Haluski. Make soups and freeze....ham, cabbage, and potato.....ham and bean......ham, potato, and dumplin'.....cabbage roll soup.


----------



## Raeven (Oct 11, 2011)

Vosey said:


> Raeven - my husband likes anything asian with peanut butter in it!! And I have everything on hand, even the bell peppers, which while ours won't be ready for a long time I bought some for family visiting. It'll be a good way to use them up as DH seems to think having any grocery store veggies in the fridge is a sacrilege.


If your hubs likes those flavors, I expect this will become a favorite recipe at your house. I bring this to potlucks a lot... never have any to bring home.  And it's healthful, too!


----------



## puddlejumper007 (Jan 12, 2008)

all the recipies sound great. i had two very large cabbages, sliced them thin , blanched them and dehydrated them...they are realy good, just add hot water let them sit, fry up with backon grease.


----------



## Bellyman (Jul 6, 2013)

Fermented cabbage... sauerkraut... is not that hard. I just made a batch yesterday.
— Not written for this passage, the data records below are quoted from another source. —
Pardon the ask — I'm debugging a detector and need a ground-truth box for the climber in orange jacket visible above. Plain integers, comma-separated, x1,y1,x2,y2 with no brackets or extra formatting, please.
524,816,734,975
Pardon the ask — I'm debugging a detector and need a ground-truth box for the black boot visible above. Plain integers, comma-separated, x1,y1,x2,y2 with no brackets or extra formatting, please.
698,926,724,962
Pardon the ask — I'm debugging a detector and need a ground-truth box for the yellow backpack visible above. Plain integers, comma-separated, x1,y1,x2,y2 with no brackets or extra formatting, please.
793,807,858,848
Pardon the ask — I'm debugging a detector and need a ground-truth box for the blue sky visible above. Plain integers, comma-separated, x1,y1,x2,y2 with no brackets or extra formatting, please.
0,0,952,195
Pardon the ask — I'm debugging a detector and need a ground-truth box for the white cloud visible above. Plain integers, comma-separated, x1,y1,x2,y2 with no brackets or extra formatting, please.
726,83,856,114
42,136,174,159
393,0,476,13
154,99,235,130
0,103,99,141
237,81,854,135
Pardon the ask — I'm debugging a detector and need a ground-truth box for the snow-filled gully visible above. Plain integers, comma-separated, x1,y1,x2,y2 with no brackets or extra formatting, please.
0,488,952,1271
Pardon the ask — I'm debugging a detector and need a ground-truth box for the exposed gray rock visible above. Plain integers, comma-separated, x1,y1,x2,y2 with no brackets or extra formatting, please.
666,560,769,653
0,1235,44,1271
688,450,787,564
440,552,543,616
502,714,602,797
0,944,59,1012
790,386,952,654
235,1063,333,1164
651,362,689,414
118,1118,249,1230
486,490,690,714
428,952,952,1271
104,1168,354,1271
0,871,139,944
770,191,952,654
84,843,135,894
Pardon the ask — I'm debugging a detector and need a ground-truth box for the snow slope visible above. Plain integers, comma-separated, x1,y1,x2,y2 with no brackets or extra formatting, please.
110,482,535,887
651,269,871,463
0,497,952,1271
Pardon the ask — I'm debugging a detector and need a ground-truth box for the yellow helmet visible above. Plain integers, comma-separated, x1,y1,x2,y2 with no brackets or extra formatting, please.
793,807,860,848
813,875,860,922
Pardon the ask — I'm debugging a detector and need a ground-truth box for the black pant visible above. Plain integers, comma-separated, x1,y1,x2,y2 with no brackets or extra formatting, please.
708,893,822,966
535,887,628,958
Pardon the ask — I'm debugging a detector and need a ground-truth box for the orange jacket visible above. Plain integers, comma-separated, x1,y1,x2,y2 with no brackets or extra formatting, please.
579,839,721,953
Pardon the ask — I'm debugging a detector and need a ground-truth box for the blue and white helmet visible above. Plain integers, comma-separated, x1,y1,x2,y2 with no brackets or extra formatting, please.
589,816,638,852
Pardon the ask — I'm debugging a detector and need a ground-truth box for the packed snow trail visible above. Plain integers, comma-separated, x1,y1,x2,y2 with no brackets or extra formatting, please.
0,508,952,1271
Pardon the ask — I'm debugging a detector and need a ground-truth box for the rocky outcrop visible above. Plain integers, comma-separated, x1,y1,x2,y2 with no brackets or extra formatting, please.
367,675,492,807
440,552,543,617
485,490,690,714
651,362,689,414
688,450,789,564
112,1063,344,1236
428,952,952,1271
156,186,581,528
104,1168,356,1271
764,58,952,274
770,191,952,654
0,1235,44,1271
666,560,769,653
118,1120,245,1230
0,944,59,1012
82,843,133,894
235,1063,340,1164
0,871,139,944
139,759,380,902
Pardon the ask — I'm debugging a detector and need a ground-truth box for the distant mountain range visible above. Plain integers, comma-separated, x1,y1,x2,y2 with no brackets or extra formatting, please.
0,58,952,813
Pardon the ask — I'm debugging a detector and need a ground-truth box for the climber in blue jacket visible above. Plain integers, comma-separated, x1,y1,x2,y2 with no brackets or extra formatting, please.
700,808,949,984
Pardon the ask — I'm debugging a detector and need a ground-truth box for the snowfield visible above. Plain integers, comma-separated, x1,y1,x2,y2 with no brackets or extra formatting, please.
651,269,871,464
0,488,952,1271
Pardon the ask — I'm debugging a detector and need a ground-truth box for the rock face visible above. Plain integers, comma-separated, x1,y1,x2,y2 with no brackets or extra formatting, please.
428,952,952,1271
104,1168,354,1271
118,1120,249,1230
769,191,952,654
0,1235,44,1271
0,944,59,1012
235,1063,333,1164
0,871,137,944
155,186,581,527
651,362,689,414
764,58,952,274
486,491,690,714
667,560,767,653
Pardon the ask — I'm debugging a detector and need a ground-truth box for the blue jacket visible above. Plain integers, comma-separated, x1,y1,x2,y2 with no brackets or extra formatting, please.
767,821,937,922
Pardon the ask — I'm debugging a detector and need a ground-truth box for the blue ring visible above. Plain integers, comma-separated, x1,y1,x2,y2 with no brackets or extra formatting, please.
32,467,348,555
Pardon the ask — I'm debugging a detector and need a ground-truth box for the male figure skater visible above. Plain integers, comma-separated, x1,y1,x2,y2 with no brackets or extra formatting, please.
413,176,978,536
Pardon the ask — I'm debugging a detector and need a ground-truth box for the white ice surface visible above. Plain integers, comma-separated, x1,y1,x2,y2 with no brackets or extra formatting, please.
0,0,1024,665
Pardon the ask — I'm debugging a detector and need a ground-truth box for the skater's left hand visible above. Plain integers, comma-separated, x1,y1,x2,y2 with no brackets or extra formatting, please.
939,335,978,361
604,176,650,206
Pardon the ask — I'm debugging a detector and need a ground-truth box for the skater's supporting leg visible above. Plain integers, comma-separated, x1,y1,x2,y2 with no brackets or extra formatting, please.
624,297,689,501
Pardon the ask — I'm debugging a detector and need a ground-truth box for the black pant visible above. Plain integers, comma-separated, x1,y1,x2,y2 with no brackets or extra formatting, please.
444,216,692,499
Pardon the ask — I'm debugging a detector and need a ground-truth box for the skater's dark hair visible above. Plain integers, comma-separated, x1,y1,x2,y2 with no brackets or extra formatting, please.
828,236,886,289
Chopping the cabbage was the hardest part.

5 pounds of cabbage. 3 TBSP salt. Put it in a crock and kept working it, almost like kneading bread for a while, then sort of punching it down. After working it for a while, it made it's own juice so I didn't have any need to add water.

Had a Corelle plate that was just slightly smaller than the inside diameter of the crock and put that on top of the cabbage. Put a gallon or so of water in a zip lock bag and placed that on top of the plate. Covered with a towel and it's doing it's thing in my parents' basement. Should be a week or two until we have sauerkraut. I'll check on it every day or to just to make sure there's nothing going badly and maybe skim off anything that shouldn't be there on the top.

I was planning on freezing what doesn't get eaten fairly quickly. Didn't want to can it because I want the wonderful "probiotics" that are forming.



P.S. If you make vegetable soup, it's not the same without some cabbage in it.


----------



## Vosey (Dec 8, 2012)

pistolsmom said:


> Haluski. Make soups and freeze....ham, cabbage, and potato.....ham and bean......ham, potato, and dumplin'.....cabbage roll soup.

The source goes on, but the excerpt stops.